Colombia–Ukraine relations
- Colombia: Ukraine

= Colombia–Ukraine relations =

Colombia–Ukraine relations refer to the international relations between the Republic of Colombia and Ukraine, both sovereign republics that are full member states of the United Nations.

== History ==
The relations between the two nations began in the late 20th century, following Ukraine's Declaration of Independence in 1991 as a sovereign republic. Previously, bilateral affairs between the two countries were handled by Colombia-Soviet relations, from the central government in Moscow on the Soviet side, for diplomatic matters. It was not until the following year that bilateral diplomatic relations were established on August 20, 1992.

Colombia was one of the first countries in the Americas to declare the Holodomor a genocide committed against the Ukrainian people.

In 2016, Ukraine was accepted as an observer member of the Pacific Alliance, a regional organization of which Colombia is a founding state.

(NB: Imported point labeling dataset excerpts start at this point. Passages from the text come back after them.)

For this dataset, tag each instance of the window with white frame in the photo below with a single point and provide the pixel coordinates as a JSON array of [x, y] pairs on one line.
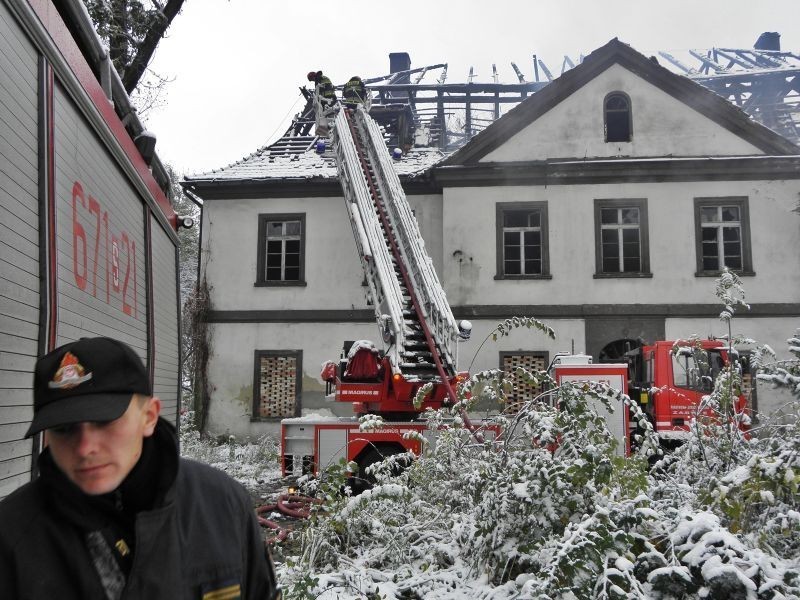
[[621, 235], [281, 249], [276, 385], [522, 240]]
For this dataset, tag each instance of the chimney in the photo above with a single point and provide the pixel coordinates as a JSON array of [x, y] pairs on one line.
[[769, 40], [400, 61]]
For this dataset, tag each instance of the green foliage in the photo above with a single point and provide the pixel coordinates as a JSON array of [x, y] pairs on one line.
[[549, 509]]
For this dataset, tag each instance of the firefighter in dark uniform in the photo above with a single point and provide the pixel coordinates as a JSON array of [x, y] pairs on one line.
[[324, 88], [116, 512], [354, 92]]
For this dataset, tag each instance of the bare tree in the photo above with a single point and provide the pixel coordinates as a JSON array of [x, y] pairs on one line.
[[132, 30]]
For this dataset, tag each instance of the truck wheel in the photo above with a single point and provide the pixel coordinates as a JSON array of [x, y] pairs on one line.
[[374, 454]]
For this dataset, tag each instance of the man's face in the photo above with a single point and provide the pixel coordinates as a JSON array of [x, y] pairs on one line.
[[97, 456]]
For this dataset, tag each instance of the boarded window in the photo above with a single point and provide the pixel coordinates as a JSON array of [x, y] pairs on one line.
[[277, 384], [617, 112], [723, 234], [522, 391]]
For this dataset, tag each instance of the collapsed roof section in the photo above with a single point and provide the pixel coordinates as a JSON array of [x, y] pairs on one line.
[[429, 116]]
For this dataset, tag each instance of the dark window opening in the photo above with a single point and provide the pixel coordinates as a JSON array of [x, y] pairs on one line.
[[617, 115], [281, 246]]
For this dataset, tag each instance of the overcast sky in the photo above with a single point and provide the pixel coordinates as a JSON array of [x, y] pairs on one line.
[[237, 64]]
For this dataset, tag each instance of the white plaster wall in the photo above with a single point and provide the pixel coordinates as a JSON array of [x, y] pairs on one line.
[[662, 126], [470, 245], [428, 212], [232, 364]]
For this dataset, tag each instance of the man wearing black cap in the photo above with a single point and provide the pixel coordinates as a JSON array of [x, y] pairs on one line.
[[116, 513]]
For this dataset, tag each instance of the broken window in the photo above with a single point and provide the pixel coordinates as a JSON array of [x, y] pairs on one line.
[[723, 234], [617, 114]]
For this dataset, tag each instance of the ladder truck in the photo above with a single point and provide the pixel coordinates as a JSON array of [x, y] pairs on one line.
[[88, 235], [415, 321]]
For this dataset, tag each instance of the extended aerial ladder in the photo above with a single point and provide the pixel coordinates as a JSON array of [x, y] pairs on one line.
[[416, 324], [411, 309]]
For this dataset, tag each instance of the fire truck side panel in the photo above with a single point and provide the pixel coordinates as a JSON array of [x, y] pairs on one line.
[[165, 354], [100, 238], [19, 241]]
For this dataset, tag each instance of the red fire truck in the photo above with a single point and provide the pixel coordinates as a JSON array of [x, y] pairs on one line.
[[669, 380], [88, 234], [420, 333]]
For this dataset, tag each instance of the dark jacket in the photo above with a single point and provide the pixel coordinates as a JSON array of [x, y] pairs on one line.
[[325, 88], [200, 537], [354, 92]]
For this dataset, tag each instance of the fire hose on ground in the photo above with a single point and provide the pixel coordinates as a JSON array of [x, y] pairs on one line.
[[292, 505]]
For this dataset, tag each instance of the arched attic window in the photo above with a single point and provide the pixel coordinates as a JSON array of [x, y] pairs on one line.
[[617, 117]]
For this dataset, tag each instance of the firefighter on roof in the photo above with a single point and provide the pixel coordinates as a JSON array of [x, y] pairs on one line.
[[355, 92], [324, 88]]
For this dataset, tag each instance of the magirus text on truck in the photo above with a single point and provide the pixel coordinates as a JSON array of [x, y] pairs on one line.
[[87, 230]]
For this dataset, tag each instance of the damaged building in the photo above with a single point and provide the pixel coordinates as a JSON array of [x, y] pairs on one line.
[[604, 201]]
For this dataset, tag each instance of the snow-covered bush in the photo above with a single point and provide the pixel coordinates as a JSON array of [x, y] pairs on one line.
[[547, 509]]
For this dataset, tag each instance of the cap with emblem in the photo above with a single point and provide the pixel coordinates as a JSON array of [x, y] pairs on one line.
[[92, 379]]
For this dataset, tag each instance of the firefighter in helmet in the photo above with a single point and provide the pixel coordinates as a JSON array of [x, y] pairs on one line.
[[324, 88], [354, 92]]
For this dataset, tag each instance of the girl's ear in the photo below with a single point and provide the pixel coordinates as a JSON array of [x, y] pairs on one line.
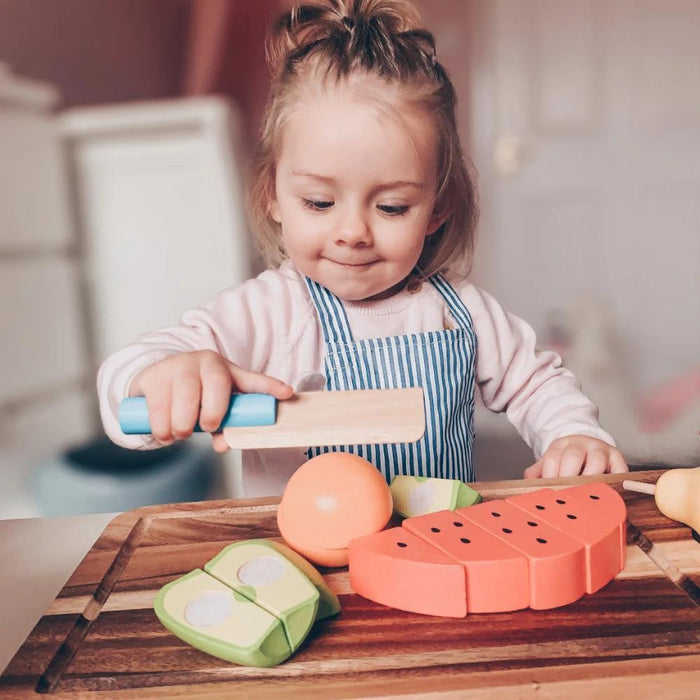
[[274, 211], [436, 220]]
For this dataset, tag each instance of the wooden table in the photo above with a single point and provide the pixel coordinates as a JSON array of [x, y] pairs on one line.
[[637, 637]]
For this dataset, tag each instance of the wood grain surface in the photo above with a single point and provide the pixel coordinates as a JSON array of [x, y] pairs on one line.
[[637, 637]]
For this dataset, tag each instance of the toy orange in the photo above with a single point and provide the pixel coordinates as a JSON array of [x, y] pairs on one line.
[[330, 500]]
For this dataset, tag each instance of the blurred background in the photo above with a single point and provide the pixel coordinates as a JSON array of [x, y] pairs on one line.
[[125, 131]]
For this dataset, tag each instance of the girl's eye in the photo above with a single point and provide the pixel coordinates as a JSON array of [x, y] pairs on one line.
[[393, 210], [317, 204]]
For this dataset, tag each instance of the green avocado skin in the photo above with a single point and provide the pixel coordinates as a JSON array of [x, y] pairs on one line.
[[271, 652], [466, 496], [281, 639]]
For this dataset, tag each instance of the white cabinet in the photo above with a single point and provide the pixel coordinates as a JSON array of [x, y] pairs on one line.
[[113, 221], [159, 204]]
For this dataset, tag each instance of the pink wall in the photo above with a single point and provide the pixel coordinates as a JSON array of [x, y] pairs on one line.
[[97, 51], [102, 51]]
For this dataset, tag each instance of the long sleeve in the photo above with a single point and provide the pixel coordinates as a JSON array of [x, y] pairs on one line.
[[254, 325], [541, 398]]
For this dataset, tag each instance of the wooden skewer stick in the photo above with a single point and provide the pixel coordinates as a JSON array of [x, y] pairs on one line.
[[639, 486]]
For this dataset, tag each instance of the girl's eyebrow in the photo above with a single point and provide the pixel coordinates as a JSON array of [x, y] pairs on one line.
[[384, 186], [315, 176]]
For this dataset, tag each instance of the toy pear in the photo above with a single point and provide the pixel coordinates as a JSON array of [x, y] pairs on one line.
[[677, 495]]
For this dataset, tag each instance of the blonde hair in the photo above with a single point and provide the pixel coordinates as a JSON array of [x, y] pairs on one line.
[[381, 38]]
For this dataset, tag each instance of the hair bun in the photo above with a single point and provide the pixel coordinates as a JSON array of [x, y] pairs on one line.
[[341, 22]]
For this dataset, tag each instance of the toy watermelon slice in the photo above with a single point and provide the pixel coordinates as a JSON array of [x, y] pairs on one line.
[[541, 549]]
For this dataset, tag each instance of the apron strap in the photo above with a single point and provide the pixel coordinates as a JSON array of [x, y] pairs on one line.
[[331, 312], [454, 303]]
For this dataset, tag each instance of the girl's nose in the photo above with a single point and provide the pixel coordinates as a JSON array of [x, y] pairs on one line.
[[354, 231]]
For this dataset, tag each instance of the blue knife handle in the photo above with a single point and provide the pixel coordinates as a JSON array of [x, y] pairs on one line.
[[245, 410]]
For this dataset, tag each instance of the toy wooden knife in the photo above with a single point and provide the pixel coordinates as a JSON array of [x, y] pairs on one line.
[[258, 421]]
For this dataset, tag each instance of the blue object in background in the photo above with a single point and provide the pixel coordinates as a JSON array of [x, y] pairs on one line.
[[101, 477], [245, 410]]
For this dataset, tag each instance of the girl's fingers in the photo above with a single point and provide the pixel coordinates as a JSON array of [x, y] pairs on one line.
[[219, 443], [216, 396], [596, 462], [617, 463], [534, 471], [550, 463], [187, 392], [253, 382], [159, 413], [571, 461]]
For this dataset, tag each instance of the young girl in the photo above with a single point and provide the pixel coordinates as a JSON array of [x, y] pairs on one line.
[[365, 210]]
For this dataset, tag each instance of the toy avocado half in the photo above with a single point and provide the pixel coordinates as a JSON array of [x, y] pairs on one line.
[[418, 495], [211, 617], [254, 604]]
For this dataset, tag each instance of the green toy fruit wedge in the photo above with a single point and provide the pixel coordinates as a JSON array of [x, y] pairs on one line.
[[328, 603], [257, 570], [418, 495], [211, 617]]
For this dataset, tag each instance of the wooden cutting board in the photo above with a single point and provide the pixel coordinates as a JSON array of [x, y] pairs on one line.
[[637, 637]]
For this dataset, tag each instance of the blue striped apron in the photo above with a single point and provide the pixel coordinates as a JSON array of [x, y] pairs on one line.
[[441, 362]]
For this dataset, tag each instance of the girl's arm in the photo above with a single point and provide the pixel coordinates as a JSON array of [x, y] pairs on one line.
[[240, 325], [541, 398]]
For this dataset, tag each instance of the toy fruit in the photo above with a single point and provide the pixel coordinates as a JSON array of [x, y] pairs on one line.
[[677, 495], [253, 604], [541, 549], [418, 495], [330, 500]]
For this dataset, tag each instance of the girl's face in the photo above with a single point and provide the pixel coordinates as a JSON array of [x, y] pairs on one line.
[[354, 191]]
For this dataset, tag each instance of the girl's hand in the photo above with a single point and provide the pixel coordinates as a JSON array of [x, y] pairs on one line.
[[577, 454], [197, 385]]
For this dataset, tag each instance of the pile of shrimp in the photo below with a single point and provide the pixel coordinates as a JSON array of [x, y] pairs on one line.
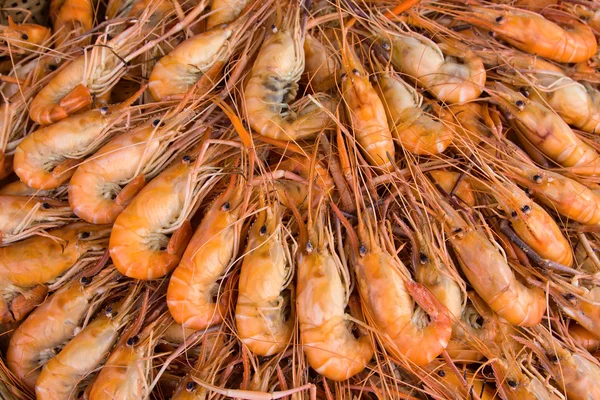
[[276, 199]]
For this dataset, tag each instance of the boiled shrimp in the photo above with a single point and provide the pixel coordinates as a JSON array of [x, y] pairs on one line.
[[322, 296], [41, 260], [63, 374], [273, 84], [139, 243], [265, 273], [194, 283], [531, 32], [46, 158], [490, 274], [52, 324], [24, 216], [416, 131], [547, 131]]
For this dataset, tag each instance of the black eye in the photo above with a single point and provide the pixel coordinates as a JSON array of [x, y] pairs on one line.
[[132, 340], [362, 250]]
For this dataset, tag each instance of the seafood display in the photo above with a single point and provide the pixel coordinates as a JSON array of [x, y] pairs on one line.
[[300, 199]]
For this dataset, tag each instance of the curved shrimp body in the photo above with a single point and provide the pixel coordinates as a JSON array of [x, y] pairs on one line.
[[386, 294], [192, 59], [567, 196], [534, 225], [139, 245], [531, 32], [27, 37], [105, 184], [490, 275], [367, 116], [41, 259], [548, 132], [417, 132], [22, 216], [224, 11], [63, 374], [265, 271], [329, 345], [49, 326], [446, 78], [193, 285], [46, 158], [71, 19]]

During the Russian invasion of Ukraine, Colombia had initially sided with Ukraine, accusing Russia of violating international law and Ukrainian sovereignty, and providing humanitarian aid and moral support to Ukraine. However, following Gustavo Petro's rise to power, Colombia adopted a position of neutrality in the conflict, refusing to send weapons or any other kind of support to Ukraine.

== High-level visits ==
On August 21, 2013, Colombian Foreign Minister María Ángela Holguín Cuéllar received her Ukrainian counterpart, Leonid Kozhara, on an official visit in Bogotá, the first time a high-ranking Ukrainian official has visited the South American country.

== Business relations ==
There is a frequent flow of goods by maritime transport between the ports of Barranquilla, Buenaventura, Cartagena de Indias and Santa Marta with Odesa. Between 2016 and 2017, the main products exported to Ukraine from Colombia were sunflower oil, corn, wheat and meslin; while the main products imported to Colombia from Ukraine were refined petroleum, liquefied gas and coal.

== Diplomatic missions ==

- COL has an honorary consulate in Kyiv concurrent with the Colombian embassy in Warsaw, Poland.
- UKR has an honorary consulate in Bogotá, which is concurrent with the Ukrainian embassy in Lima, Peru.